My plan was to score a minor league job, then, with a mixture of inspirational talks (“do more homeruns!”) and sound tactical advice (“stop conceding homeruns!”), ride to the big time on the back of a handful of men smacking balls about.
Instead the job screen had nothing. Next day: nothing. Next week? I was a 27-year-old Brit who knew next to nothing about baseball, playing a 27-year-old Brit who wasn't being offered jobs in baseball. If nothing else, it's a testament to the accuracy of Out of the Park Baseball 13's management simulation.
Restarting – this time selecting a guaranteed place with a major league team – it's easy to appreciate what OotP does. The breadth and depth of the game is exhaustive, like being shown a complete collection of baseball trading cards, only without the awkwardness and despair. By default it creates a world featuring the US major and minor leagues, but you're free to add international and historical teams, or even create new ones from scratch.
You'll control everything from finances and transfers, to starting line-ups, strategies and choosing individual plays during matches. It's a lot to take on and, as a result, the pace is slow, but you can offload tasks to the AI, whose competence is based on your staff and the team-level strategies you set.
In play-by-play match management, the strategic minutiae of the sport shines in OotP's sim wrapper. For every strength or weakness in your opposition, there's a counter or exploit to consider. While there's a tension to losing your star shortstop on the eve of a big game (at least, there was after I'd looked up what a shortstop did), the real drama is finding yourself a run down at the bottom of the ninth with two runners on the field and two strikes on the board. With every option backed by a mountain of stats, it's always possible to beat the odds with smart play.

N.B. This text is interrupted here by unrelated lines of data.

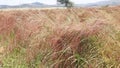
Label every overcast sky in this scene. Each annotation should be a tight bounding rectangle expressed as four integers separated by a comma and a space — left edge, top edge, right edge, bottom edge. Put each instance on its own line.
0, 0, 108, 5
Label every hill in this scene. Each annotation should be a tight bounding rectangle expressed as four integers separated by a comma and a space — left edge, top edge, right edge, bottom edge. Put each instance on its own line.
0, 6, 120, 68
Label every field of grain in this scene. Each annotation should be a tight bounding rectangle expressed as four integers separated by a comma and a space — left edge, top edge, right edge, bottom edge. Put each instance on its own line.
0, 6, 120, 68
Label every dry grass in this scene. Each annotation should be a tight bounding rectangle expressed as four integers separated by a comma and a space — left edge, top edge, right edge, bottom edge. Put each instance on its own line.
0, 7, 120, 68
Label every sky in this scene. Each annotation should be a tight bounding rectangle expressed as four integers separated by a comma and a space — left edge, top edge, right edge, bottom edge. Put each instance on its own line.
0, 0, 108, 5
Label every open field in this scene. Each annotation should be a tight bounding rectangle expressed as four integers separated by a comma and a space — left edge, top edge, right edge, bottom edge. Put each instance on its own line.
0, 6, 120, 68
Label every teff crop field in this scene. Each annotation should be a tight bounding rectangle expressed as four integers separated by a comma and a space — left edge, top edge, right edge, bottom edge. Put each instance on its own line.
0, 6, 120, 68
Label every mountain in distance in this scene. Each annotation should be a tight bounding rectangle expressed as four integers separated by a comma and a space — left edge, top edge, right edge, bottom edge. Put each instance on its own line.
0, 2, 56, 9
0, 0, 120, 9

It's outside of matches that OotP feels dry. Next to Football Manager 2012's slick presentation and focus on the experience of management over mathematics, OotP's interface feels antiquated. Players, staff and owners feel less like personalities to appease or clash against, and more like equations in your ever-growing balance sheet.
Management sims are good at hiding the spreadsheets that power them. That OotP's spreadsheets are really good doesn't stop it lagging behind. For baseball fans it's (obligatory pun) a homerun. For anyone simply looking for a deep and engaging sim, OotP has much to appreciate, but it's Football Manager that steals the home base.